Friday, February 24, 2017
Source notes in NORTHWOODS CRADLE SONG by Douglas Wood
On Feb 8, 2017, I was in Milwaukee at the Wisconsin State Reading Association's annual conference. I gave a session about sovereignty and why it is important that teachers include it in their instruction. I also talked about award-winning books that do not provide teachers with information about the source of their stories.
During the discussion portion of my presentation, Michelle Chevalier commented about a book she'd come across years ago and its lack of reference to an original source. Michelle is a member of the Menominee Nation.

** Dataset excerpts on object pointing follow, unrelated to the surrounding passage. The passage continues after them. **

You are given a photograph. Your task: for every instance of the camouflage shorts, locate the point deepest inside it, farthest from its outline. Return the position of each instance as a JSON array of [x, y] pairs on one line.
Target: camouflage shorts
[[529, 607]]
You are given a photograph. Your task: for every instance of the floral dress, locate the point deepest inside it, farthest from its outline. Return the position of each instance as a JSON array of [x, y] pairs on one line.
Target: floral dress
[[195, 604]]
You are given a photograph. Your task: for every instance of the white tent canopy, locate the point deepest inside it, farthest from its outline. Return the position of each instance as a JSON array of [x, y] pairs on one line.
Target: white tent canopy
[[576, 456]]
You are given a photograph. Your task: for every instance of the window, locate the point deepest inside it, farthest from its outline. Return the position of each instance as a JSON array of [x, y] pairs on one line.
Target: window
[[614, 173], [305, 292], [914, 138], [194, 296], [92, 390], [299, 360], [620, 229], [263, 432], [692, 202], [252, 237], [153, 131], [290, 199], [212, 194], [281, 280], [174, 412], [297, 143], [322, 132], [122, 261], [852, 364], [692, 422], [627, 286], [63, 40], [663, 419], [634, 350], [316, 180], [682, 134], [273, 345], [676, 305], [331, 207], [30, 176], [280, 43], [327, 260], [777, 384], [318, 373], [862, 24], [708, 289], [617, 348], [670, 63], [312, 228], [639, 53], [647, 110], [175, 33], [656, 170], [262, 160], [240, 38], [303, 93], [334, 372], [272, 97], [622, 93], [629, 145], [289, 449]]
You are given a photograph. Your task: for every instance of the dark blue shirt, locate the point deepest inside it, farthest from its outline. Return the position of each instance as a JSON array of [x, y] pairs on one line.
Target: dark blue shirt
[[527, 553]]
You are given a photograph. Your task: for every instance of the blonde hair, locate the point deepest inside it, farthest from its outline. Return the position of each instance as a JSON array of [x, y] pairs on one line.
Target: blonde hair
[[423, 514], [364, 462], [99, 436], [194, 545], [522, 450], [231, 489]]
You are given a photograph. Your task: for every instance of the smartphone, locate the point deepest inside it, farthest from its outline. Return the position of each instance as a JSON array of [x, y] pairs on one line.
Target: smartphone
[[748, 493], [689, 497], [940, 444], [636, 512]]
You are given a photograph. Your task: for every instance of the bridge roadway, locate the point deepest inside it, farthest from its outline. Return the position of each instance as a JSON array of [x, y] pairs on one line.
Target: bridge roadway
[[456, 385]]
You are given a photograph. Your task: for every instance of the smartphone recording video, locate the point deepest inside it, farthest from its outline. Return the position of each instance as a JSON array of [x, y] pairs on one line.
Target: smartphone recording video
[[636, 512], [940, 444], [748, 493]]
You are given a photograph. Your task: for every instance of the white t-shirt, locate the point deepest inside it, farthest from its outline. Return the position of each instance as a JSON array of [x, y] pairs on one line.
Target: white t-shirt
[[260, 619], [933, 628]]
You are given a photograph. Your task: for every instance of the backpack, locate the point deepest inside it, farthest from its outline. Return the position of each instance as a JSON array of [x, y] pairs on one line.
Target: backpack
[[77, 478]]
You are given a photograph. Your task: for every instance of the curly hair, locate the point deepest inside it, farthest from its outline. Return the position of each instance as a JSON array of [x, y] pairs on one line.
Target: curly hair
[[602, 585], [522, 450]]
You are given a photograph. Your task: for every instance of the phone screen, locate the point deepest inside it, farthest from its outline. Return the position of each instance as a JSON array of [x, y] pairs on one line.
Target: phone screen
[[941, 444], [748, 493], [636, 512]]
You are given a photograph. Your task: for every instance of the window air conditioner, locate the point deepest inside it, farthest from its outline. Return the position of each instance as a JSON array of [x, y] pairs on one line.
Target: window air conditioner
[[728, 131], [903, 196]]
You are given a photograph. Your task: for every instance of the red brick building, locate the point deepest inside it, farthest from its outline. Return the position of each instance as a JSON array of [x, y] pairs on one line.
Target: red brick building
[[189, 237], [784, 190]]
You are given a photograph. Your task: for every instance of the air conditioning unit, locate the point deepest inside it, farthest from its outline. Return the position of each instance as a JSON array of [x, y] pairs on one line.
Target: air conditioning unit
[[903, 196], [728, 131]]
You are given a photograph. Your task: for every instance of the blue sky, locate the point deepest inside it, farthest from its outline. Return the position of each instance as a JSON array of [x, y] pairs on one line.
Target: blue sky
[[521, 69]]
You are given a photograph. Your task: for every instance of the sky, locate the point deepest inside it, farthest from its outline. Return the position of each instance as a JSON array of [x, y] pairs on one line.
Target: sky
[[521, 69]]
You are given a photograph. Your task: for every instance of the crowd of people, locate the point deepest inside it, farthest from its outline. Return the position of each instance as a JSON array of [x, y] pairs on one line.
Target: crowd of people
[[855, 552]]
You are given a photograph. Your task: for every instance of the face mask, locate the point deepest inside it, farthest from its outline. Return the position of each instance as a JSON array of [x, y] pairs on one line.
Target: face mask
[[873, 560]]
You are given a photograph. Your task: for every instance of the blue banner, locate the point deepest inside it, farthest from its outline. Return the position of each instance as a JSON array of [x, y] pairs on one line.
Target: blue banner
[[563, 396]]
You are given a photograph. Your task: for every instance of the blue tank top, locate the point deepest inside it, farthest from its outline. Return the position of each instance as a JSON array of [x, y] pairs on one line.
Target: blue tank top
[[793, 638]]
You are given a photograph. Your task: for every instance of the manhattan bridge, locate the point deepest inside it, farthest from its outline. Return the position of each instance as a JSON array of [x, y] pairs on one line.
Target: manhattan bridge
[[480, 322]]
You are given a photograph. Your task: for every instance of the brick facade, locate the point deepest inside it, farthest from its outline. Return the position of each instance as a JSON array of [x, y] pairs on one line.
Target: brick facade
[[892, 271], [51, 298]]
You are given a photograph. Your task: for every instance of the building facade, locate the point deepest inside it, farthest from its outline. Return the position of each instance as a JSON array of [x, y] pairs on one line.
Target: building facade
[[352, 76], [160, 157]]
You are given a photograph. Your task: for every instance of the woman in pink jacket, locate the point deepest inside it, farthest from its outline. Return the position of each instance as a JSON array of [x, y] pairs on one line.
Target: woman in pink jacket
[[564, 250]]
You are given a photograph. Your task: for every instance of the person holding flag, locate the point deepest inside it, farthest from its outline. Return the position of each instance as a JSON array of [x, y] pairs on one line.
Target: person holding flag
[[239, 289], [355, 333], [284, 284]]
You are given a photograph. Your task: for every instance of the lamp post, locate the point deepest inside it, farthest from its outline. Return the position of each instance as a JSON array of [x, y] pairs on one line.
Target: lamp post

We did not talk about the accuracy or quality of the book. Our discussion then, and here, is specific to crediting of sources. I invited Michelle to write about the source discussion. I am grateful to her for sharing this with AICL's readers. (Note to writers and editors: have you seen Betsy Hearne's two articles, Cite the Source and Respect the Source?)
Michelle Chevalier on Source Notes in Northwoods Cradle Song
I first came across Northwoods Cradle Song: From A Menominee Lullaby in the late 1990's as a teacher searching for children's books containing Native Images and Stories. I don't recall any author's notes with regard to crediting original sources for the story. The author is Douglas Wood. He is not Native.
This week, I found a hardcover copy of the book on the shelf at our local middle school. To my delight, this copy has a page with an "Author's Note" that does give ample credit to the source that I mentioned in Debbie Reese's presentation at WSRA. In the note, Wood gave credit to Phebe Jewell Nichols, as well as another source, Sigurd F. Olsen. I am not sure when these credits were included, but am glad that they are now given.
I stand by my comment that I believe all authors should give proper credit to their sources, especially with regard to Native stories. The cover and spine of this book do not include Nichols or Olson. The only author on the cover is Wood. At the very least, I would hope that an author would write "Retold By...." instead of implying that it is their story.